At a packed, high-security press conference in Sao Paulo Feb. 7, Mr. Olivetto described the ordeal that began when he was stopped at a fake police roadblock on his way home from his agency Dec. 11 that finally ended the evening of Feb. 2.
Brazil's highly creative, $7 billion ad industry is based in one of the world's most dangerous cities, where more than 300 people were kidnapped last year in a rising crime wave.
Mr. Olivetto, a gregarious man usually surrounded by friends, told how he was locked in a tiny bedroom where a single light bulb was always on and music blared. He saved his sanity, and likely his life, by drawing on the innate creativity that led to many of Brazil's most popular ad campaigns and first put Brazil on the map at international ad shows.
He used the little knives and forks from his meals to scratch names on the wall to help him visualize his wife, Patricia Viotti, a filmmaker and head of a production company; his filmmaker son, Homero, and family friends. He recited poetry and made lists of paintings by artists he liked.
And, like the gifted copywriter he is, he wrote. Letters to his family that were never sent. Letters to his kidnappers who, amazingly, wrote back.
"Once I wrote that they were cowards, and they wrote back saying I was a very refined person and shouldn't say such things," he recalled. "[But] when they gave me a very nice magazine to read, I [wrote and] thanked them."
A bucket of water to wash
Every four days, he was given a bucket of water to wash with. That helped him count the days.
"The CDs they played helped me calculate the hours," he said. "The food would come at different times, so I couldn't keep track of time [that way]. But I knew exactly the days I was there. In the beginning, I was very aggressive. I kept screaming and banging on the walls, but then they came in and chained me with handcuffs."
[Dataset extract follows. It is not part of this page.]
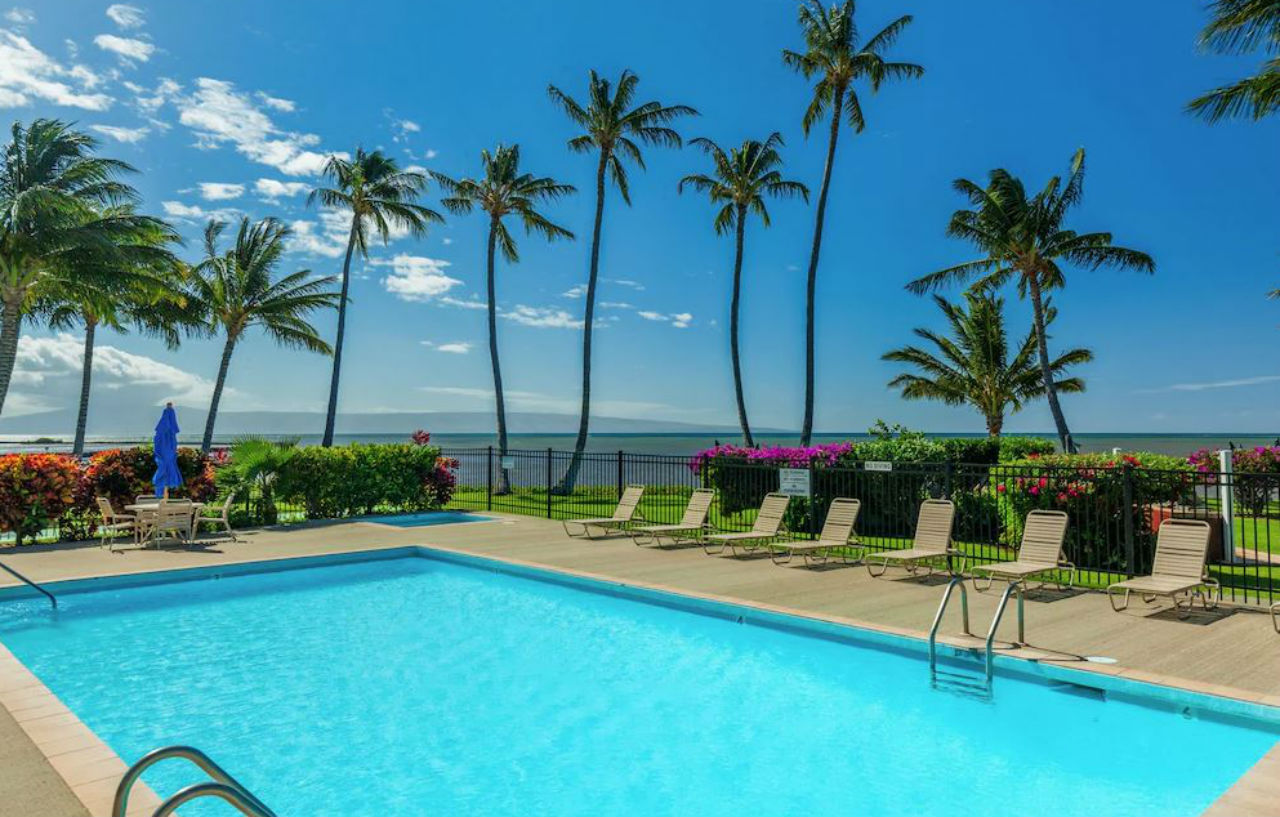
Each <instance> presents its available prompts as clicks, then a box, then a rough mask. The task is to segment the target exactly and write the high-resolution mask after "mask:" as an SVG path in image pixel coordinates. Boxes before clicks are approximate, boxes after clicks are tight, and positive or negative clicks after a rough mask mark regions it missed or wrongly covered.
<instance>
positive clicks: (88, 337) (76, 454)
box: [72, 316, 97, 456]
mask: <svg viewBox="0 0 1280 817" xmlns="http://www.w3.org/2000/svg"><path fill="white" fill-rule="evenodd" d="M96 333H97V321H96V320H95V319H92V318H90V316H86V318H84V362H83V364H82V370H81V405H79V411H78V412H77V414H76V442H74V443H73V444H72V453H73V455H76V456H79V455H82V453H84V429H86V426H87V425H88V391H90V385H92V382H93V336H95V334H96Z"/></svg>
On Feb. 2, the light bulb suddenly went off and the music stopped. A while later, as the tiny room became hot and stuffy, Mr. Olivetto realized that the flow of fresh air pumped in through a tube had been cut off.
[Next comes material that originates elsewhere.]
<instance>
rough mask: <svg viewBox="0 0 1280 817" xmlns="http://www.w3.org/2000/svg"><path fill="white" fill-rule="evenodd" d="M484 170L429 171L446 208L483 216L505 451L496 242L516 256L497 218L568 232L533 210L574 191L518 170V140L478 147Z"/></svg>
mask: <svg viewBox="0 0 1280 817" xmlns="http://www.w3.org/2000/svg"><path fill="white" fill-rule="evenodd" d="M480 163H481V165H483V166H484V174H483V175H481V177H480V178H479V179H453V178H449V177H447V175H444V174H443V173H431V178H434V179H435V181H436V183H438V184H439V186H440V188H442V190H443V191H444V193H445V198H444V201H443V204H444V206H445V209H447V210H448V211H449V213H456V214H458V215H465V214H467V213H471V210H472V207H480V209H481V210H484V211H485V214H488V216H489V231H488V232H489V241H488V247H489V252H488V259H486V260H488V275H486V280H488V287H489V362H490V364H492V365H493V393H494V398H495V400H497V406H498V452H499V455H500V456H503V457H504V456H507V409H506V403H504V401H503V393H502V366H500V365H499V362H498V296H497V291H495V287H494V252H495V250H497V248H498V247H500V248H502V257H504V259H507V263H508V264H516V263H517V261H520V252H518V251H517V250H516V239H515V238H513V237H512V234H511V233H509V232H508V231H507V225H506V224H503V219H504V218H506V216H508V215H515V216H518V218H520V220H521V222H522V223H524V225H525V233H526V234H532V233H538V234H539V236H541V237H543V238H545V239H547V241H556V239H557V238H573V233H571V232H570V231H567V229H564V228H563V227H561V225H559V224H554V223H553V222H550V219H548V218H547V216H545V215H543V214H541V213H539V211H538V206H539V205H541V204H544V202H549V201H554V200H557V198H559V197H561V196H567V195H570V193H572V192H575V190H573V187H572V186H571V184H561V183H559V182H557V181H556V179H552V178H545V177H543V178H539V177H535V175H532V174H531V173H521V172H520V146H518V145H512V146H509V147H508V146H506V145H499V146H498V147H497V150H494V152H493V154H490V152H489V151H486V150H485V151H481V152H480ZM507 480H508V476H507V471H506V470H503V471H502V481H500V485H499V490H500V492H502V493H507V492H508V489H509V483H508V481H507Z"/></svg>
"It was the first time that I actually felt that I could die," he said. "I realized that something went wrong and maybe they intended me to die for some reason."
Brazilian police had just arrested half a dozen of the alleged kidnappers, including Mauricio Hernandez Norambuena, a Chilean extremist who escaped in 1996 from a Chilean prison where he was serving a life sentence for killing a senator and trying to assassinate former dictator Augusto Pinochet. Mr. Olivetto's other captors fled to avoid capture, leaving him sealed in his prison.
A few miles from home
Mr. Olivetto, whose lack of handyman skills is well-known, at first struggled in the dark to pry the door off its hinges to let in some air. Hearing a dog bark, he suddenly realized he could hear the outside world. He yelled and pounded on the wall. A neighbor from a nearby house -- he was held prisoner in Sao Paulo's Brooklin neighborhood, only a few miles from his own home -- eventually shouted back.
The next thing he knew, the neighbor's daughter had pressed a stethoscope against the wall and told Mr. Olivetto she could hear him. He identified himself.
"I asked her to call radio stations and the police, because I knew either way I would be found," he said.
Contrary to press reports, Mr. Olivetto said he didn't have kidnap insurance. His kidnappers are believed to have demanded a $10 million ransom, which apparently hadn't been paid before his release. It's still unclear why the kidnappers chose him.
For now, Mr. Olivetto says he will take the vacation planned for the Christmas holidays he didn't have, then go back to work.
"I've been a lucky person so far and there's nothing in my life that I would like to forget until now," he said. "I was a victim. I'm not a victim any more. I'm still recovering, but I'm sure I'll grow stronger after this."